Il prete nipote di Prodi: “Basta con le benedizioni pasquali. Diamo l’ovetto”

9 Mar 2016 10:21 - di Redattore 92

Don Matteo Prodi, parroco del Bolognese, nipote di Romano Prodi, ha trovato il modo per non offendere gli atei e per non irritare gli islamici durante le benedizioni per le feste pasquali. «Invece che qualche goccia d’acqua, perché negli uffici e nelle scuole non portiamo qualche ovetto di Pasqua?». Degno nipote del Professore, Don Prodi parroco a Ponte Ronca, ha proposto ai suoi colleghi sacerdoti di trasformarsi in garzoni di pasticceria. «Il gesto, credo, sarebbe del tutto aconfessionale – prosegue il prete nella sua lettera pubblica – susciterebbe del bene e ai nostri ragazzi insegnerebbe qualcosa; ma non solo a loro. E per chi attende una benedizione da Dio Padre, nessuna benedizione può essere più gradita a Dio di un po’ di attenzione al prossimo». Il sottotesto? Non offendiamo gli islamici, che potrebbero reagire male. Addolciamoli con un ovetto di cioccolata.

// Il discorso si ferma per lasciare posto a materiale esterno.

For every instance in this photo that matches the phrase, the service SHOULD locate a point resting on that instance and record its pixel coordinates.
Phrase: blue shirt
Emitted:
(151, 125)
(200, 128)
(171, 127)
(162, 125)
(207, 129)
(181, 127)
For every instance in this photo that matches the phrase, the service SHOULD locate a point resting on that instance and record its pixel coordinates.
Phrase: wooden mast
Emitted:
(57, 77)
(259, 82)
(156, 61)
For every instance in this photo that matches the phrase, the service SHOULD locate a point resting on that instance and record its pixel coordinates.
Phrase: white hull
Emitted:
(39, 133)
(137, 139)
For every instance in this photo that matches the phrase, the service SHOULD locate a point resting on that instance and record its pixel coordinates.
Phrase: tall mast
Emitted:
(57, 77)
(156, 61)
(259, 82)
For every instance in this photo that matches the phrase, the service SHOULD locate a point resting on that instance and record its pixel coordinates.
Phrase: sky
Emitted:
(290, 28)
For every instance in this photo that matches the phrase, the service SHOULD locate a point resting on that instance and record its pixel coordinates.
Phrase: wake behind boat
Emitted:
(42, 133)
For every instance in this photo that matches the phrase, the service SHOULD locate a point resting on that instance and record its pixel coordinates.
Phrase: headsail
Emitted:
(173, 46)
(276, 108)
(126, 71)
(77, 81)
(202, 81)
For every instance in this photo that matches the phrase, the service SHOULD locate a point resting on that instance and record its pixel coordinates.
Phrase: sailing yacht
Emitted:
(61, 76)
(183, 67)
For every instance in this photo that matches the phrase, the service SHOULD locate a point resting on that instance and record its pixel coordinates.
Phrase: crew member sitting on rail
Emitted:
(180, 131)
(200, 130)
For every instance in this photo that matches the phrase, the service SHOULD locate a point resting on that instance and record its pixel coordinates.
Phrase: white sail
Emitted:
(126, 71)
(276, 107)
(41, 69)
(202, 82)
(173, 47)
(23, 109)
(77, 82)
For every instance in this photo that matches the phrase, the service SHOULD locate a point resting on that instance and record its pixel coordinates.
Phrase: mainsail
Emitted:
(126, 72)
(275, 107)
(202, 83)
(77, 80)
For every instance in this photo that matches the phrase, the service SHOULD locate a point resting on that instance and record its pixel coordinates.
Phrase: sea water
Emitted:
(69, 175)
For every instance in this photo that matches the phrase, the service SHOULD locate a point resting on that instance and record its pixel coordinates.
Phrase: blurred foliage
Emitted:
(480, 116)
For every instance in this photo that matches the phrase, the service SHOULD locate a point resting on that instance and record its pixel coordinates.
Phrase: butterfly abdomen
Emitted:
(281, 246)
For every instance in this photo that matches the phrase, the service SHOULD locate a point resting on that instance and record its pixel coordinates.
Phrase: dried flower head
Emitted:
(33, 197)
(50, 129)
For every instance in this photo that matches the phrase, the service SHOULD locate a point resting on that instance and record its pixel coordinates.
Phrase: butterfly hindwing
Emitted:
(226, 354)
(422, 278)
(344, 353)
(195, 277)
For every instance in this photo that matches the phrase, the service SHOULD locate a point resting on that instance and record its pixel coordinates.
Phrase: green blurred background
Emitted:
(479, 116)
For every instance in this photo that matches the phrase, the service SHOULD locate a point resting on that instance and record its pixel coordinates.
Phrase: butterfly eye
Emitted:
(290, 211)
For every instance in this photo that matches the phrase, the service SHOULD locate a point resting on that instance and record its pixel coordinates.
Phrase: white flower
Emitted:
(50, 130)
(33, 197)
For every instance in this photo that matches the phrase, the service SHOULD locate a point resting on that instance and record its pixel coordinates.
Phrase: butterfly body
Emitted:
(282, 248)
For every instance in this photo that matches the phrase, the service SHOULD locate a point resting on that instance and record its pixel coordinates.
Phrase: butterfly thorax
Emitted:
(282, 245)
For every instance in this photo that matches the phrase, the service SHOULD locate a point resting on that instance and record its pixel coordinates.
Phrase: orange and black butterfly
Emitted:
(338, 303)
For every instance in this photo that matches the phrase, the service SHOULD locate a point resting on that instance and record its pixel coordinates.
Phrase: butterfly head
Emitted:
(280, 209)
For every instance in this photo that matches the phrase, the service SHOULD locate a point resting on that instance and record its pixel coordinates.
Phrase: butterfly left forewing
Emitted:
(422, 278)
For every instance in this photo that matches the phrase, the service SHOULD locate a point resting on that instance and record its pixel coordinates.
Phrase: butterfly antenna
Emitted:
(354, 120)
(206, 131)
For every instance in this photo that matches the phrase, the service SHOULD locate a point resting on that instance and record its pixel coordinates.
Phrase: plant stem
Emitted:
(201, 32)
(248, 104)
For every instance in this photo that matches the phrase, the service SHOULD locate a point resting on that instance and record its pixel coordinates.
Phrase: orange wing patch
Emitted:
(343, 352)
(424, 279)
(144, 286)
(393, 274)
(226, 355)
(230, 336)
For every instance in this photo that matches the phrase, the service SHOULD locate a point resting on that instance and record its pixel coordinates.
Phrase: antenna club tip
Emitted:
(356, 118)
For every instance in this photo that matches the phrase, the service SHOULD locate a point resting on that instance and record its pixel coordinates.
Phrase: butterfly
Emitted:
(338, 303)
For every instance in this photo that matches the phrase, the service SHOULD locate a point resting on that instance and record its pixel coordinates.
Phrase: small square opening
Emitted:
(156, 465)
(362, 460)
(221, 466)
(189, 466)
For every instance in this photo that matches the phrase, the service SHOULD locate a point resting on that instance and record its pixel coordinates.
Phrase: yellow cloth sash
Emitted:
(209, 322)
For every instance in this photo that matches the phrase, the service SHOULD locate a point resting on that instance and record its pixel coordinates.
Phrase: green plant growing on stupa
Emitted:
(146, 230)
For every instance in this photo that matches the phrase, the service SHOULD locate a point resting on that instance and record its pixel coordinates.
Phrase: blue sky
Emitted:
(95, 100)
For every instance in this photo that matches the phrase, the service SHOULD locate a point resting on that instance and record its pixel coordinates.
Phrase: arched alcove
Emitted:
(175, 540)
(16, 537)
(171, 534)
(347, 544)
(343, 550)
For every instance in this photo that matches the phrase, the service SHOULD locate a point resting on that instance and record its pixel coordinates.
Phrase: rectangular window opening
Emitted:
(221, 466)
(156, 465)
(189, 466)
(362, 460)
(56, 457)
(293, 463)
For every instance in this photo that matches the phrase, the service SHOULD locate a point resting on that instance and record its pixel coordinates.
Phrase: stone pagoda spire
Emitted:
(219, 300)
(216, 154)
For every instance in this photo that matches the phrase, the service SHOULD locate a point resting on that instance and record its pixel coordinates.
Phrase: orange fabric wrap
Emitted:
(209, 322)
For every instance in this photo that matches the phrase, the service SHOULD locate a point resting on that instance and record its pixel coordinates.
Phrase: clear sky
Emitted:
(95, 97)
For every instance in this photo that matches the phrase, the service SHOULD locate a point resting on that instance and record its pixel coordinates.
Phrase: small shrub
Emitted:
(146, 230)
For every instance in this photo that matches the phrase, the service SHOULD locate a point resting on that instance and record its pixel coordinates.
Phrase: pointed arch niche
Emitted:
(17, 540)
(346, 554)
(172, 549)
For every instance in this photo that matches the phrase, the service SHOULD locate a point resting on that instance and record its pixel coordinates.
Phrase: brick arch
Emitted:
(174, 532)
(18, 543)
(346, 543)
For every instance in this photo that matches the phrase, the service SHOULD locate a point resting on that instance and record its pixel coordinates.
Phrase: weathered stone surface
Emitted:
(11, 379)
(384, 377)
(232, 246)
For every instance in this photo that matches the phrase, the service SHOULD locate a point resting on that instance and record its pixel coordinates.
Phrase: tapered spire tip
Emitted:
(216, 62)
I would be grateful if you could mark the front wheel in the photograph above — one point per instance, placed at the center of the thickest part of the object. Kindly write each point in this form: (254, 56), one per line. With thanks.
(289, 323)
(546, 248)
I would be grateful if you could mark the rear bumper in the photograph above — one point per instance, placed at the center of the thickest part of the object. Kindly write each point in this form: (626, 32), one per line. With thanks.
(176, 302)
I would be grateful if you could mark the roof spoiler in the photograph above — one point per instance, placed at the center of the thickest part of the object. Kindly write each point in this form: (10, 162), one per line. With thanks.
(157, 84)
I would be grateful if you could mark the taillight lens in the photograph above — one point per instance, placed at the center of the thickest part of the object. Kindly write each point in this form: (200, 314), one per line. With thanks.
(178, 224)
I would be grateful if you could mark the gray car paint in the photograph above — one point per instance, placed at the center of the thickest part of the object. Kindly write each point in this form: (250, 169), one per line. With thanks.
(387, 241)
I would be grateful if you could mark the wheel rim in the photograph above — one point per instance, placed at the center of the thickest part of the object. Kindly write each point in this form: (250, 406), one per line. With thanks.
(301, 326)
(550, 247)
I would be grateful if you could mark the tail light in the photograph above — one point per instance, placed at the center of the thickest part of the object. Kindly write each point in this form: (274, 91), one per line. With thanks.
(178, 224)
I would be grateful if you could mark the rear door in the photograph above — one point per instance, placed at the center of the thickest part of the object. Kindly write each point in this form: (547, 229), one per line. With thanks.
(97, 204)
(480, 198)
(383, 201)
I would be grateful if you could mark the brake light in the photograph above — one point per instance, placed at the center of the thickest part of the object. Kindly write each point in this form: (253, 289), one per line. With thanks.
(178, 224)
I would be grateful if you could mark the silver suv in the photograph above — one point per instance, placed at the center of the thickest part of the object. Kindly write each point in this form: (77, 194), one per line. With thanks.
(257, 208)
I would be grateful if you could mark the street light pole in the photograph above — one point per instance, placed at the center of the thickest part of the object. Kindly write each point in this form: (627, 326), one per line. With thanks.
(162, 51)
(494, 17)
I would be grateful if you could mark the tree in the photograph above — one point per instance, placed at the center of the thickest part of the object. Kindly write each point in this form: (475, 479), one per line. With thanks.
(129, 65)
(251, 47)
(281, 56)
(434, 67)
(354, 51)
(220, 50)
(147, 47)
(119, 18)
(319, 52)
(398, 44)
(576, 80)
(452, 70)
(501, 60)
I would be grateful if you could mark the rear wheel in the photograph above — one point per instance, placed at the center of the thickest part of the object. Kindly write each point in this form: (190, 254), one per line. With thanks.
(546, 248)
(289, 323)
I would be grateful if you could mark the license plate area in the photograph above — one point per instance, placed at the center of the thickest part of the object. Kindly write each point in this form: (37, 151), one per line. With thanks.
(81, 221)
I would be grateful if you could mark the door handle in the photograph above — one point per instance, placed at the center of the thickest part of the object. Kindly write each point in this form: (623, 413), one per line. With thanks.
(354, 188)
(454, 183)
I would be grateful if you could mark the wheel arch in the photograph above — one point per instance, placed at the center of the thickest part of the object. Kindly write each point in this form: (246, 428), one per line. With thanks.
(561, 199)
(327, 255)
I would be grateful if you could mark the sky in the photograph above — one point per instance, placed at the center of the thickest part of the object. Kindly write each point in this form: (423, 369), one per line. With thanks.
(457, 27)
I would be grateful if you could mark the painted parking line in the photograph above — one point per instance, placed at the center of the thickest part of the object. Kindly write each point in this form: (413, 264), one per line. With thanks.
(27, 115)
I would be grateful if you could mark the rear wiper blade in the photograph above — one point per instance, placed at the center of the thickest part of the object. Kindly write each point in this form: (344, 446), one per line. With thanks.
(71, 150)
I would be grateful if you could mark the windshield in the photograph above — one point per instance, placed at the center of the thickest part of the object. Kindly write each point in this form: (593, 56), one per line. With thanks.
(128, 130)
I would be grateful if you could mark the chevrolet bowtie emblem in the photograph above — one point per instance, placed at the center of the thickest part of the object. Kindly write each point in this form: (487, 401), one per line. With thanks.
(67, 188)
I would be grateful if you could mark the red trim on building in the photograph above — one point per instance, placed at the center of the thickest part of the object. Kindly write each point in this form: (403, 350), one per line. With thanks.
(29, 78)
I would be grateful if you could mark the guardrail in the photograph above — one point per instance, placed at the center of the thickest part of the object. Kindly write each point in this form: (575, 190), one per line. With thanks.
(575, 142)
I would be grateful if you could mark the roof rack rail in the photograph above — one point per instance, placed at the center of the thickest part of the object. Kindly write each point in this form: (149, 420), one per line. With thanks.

La lettera di don Matteo Prodi, nipote di Romano

«Sono molto stanco – scrive il sacerdote in una lettera – di leggere sui giornali posizioni così contrapposte e violente; sono particolarmente a disagio, soprattutto perché passo quasi due mesi della mia vita a benedire case, aziende, uffici e negozi; non posso pensare che questo sia capace di portare a tanta rabbia». Per don Matteo Prodi, «benedire vuol dire suscitare del bene, a partire dalla certezza che la nostra vita è meravigliosa. Questo per chi crede ha la sua origine in Dio; per chi non crede deriva quantomeno dall’amore degli altri, dal prossimo, dai fratelli». E allora, «la riflessione che faccio è semplice: se buttare qualche goccia d’acqua fa così male, vuol dire che la benedizione non suscita del bene; vuol dire, con qualche probabilità, che si deve cambiare strada». Don Prodi non è nuovo a queste lettere pubbliche bizzarre. Durante il governo Letta scrisse al premier lamentandosi che le tasse per i ricchi erano troppo basse. Iniziativa mai presa, ovviamente, quando suo zio Romano sedeva a Palazzo Chigi.